In [None]:
# Lets install kaggle

!pip install kaggle

In [None]:
#downloading order data set using kaggle api

import kaggle

!kaggle datasets download ankitbansal06/retail-orders -f orders.csv

In [None]:
# lets read the data file and handle null values

import pandas as pd

df = pd.read_csv('orders.csv', na_values=['Not Available', 'unknown']) # File is in the same folder as my python file - No need to specify directory here

df.head(20) #show first 5 rows

df["Ship Mode"].unique() 
#Looking at the Ship Mode column Data entries like "Not Available", 'unknown' are to be treated as null values "nan"
#We will go back to the read_csv line and pass these entries as null values using na_values.
#now if we run df["Ship Mode"].unique() again, we will only get ['Second Class', 'Standard Class', nan, 'First Class', 'Same Day']

In [None]:
#in our data, having column headers like "Ship Mode", "Order Id", "Order Date".. are not good practice for analysis
#We will convert the capital letters to lower case and convert the " " to "_"
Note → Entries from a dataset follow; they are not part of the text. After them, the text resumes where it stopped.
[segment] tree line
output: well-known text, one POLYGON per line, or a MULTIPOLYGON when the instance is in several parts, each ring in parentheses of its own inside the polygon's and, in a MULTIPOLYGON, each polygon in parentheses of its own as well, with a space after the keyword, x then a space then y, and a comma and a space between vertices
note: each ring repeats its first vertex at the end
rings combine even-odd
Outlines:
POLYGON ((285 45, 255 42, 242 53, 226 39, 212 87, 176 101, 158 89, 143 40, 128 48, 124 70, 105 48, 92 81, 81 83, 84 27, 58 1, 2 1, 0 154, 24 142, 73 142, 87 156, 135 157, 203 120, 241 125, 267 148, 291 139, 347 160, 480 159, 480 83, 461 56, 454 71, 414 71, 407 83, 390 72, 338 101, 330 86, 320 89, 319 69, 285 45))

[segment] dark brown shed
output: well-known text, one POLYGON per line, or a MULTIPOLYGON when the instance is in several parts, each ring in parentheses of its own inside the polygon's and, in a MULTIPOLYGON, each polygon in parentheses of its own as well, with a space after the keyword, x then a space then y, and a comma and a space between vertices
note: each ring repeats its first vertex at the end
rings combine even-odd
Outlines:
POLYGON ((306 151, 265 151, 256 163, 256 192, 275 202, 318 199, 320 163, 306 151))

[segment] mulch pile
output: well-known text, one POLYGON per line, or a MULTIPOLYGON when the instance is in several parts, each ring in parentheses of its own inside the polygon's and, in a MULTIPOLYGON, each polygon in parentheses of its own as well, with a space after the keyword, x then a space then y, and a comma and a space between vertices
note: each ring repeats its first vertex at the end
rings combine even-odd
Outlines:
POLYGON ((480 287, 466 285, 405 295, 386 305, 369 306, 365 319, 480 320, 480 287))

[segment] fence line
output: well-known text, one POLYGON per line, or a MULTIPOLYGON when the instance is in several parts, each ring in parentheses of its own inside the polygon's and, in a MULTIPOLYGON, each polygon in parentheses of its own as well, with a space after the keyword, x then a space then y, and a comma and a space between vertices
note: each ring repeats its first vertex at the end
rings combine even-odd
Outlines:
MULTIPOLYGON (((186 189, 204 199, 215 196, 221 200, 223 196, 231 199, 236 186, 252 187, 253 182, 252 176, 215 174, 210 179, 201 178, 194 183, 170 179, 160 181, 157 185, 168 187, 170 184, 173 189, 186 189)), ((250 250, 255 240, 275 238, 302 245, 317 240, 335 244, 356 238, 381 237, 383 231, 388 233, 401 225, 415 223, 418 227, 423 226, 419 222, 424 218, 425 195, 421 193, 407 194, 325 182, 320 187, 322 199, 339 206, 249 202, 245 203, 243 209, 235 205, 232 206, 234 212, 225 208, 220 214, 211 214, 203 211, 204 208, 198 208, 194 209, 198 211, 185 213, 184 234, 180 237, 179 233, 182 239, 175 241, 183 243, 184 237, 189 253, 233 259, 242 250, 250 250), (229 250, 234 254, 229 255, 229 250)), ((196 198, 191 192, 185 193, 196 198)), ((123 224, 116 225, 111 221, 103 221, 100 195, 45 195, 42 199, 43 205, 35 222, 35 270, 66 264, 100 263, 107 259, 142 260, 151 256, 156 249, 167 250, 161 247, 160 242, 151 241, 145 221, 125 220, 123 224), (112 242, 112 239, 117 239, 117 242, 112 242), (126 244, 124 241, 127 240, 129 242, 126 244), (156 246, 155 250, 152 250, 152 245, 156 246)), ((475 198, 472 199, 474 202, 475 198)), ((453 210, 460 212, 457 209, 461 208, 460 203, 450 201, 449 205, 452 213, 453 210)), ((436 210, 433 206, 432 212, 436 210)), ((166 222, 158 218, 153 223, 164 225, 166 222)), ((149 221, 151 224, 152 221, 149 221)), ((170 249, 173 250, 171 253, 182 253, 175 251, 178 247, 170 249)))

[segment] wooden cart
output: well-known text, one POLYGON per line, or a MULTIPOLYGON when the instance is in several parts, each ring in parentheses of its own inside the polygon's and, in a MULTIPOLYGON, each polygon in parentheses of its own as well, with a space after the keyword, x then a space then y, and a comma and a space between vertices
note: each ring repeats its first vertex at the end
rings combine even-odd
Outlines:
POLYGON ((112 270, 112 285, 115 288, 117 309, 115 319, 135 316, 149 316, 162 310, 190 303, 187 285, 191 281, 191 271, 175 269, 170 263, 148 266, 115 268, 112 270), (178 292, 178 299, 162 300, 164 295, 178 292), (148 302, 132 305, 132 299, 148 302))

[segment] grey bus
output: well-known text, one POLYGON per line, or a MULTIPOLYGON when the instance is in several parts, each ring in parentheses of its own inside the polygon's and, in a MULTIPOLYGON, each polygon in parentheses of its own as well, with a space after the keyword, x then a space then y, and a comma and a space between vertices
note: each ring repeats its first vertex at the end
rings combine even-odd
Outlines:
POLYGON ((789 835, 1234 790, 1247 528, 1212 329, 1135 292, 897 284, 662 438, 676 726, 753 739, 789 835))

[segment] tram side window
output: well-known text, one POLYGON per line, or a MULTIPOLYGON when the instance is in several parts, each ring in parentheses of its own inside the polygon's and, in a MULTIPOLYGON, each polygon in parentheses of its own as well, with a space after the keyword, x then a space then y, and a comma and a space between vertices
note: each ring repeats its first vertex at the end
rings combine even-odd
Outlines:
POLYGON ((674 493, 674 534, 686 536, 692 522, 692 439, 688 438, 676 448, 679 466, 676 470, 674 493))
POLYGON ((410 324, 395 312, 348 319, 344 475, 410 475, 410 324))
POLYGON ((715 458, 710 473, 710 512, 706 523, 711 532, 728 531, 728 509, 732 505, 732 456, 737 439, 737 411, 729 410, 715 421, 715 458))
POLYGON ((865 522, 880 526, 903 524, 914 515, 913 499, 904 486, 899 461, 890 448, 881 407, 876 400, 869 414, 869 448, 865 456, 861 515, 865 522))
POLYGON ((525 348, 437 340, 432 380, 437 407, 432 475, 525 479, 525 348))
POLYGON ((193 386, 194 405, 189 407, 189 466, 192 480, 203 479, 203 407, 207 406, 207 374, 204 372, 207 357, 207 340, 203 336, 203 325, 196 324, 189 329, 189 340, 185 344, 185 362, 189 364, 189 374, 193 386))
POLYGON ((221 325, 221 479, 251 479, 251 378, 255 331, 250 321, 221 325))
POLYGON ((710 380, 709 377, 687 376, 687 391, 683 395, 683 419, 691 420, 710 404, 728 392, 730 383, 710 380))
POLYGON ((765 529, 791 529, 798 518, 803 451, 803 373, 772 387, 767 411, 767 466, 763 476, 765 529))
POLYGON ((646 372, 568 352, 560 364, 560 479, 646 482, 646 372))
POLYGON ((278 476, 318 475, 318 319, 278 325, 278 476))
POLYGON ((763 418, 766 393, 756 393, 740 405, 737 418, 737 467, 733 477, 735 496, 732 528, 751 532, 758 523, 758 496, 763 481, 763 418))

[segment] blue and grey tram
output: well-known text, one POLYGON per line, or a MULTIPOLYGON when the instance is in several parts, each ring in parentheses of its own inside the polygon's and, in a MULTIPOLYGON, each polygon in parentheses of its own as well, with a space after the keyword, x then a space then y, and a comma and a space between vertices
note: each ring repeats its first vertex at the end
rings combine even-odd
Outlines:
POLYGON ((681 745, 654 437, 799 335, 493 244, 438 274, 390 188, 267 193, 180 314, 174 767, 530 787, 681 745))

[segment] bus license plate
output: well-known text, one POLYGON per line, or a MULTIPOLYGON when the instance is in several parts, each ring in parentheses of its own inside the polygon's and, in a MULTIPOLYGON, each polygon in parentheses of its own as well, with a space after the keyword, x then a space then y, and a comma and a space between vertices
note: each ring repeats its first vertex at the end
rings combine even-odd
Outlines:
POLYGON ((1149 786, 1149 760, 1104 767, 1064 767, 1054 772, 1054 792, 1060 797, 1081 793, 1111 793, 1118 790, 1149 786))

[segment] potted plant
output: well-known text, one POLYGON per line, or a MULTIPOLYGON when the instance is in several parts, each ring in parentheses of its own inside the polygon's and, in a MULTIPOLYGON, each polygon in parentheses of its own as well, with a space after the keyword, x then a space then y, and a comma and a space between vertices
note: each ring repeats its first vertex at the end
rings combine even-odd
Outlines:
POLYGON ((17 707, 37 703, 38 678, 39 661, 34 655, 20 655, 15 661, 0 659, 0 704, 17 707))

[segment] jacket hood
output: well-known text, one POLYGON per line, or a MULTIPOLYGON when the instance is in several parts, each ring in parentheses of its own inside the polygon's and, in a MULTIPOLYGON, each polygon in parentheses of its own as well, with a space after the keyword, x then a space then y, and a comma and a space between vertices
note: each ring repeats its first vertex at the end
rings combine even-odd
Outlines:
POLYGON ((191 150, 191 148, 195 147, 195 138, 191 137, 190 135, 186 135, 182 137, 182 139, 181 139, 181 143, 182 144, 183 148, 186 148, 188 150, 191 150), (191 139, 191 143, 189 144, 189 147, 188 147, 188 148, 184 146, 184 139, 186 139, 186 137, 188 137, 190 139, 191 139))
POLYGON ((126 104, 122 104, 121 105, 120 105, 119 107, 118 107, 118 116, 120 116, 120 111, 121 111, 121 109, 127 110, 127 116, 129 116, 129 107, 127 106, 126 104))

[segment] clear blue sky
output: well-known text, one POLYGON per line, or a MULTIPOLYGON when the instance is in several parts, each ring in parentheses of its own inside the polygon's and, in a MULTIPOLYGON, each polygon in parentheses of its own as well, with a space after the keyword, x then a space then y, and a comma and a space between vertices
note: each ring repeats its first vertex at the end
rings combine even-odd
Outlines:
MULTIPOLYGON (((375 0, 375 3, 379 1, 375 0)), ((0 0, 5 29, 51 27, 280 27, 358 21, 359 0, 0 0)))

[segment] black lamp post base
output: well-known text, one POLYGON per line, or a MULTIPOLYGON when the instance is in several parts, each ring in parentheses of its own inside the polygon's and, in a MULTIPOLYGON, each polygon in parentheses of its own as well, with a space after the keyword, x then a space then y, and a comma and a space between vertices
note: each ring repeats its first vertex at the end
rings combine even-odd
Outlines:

df.columns = df.columns.str.lower() #change upper case to lower case

df.columns = df.columns.str.replace(" ", "_") #convert spaces in string to _

print(df.columns) # now we have column names we can work with

print(df.head(5))

In [None]:
# For our analysis we would be considering the cost_price, list_price and discount_percent

#lets calculate the discount value using the list_price and discount_percent and put it a new column
df["discount"] = df["list_price"] * df["discount_percent"] * 0.01

df["sale_price"] = df["list_price"] - df["discount"] # new sale price after discount

df["profit"] = df["sale_price"] - df["cost_price"] #how much did company make after selling at discounted price

print(df.head(5))






In [None]:
# lets check the data types in our orders file
# print(df.dtypes)

# order_date column is an object. Lets fix that

df["order_date"] = pd.to_datetime(df["order_date"], format = "%Y-%m-%d") #converted to date time data type

print(df.dtypes)

In [None]:
# For our analysis we do not need the list_price, cost_price and _discount_percent. Lets drop them
#lets create a copy of df before dropping

df_new = df.copy()

# lets drop those columns
df_new.drop(columns=["list_price", "cost_price", "discount_percent"], inplace=True)


In [None]:
# The data is now cleaned -- lets load it into SQL server
#lets install Sql alchemy

!pip install mysql-connector-python sqlalchemy pandas

In [None]:
!pip install pymysql # we need this since it allows Python code to connect to a MySQL database using standard connection strings

In [None]:
# lets connect to our sql server - My SQLworkbench
from sqlalchemy import create_engine

engine = create_engine("mysql+pymysql://root:Admin123!@localhost/sakila")
conn = engine.connect()


In [None]:
#Loading our df_new data into sql server using append option
# We created an empty table with similar schema to df_new in my SQL workbench
# We will use append to load df_new into that table

df_new.to_sql('df1_orders', con=conn, index=False, if_exists = 'append')

In [None]:
row_count = pd.read_sql('SELECT * FROM df1_orders limit 5', con=conn) #making sure the connection is good

print(row_count)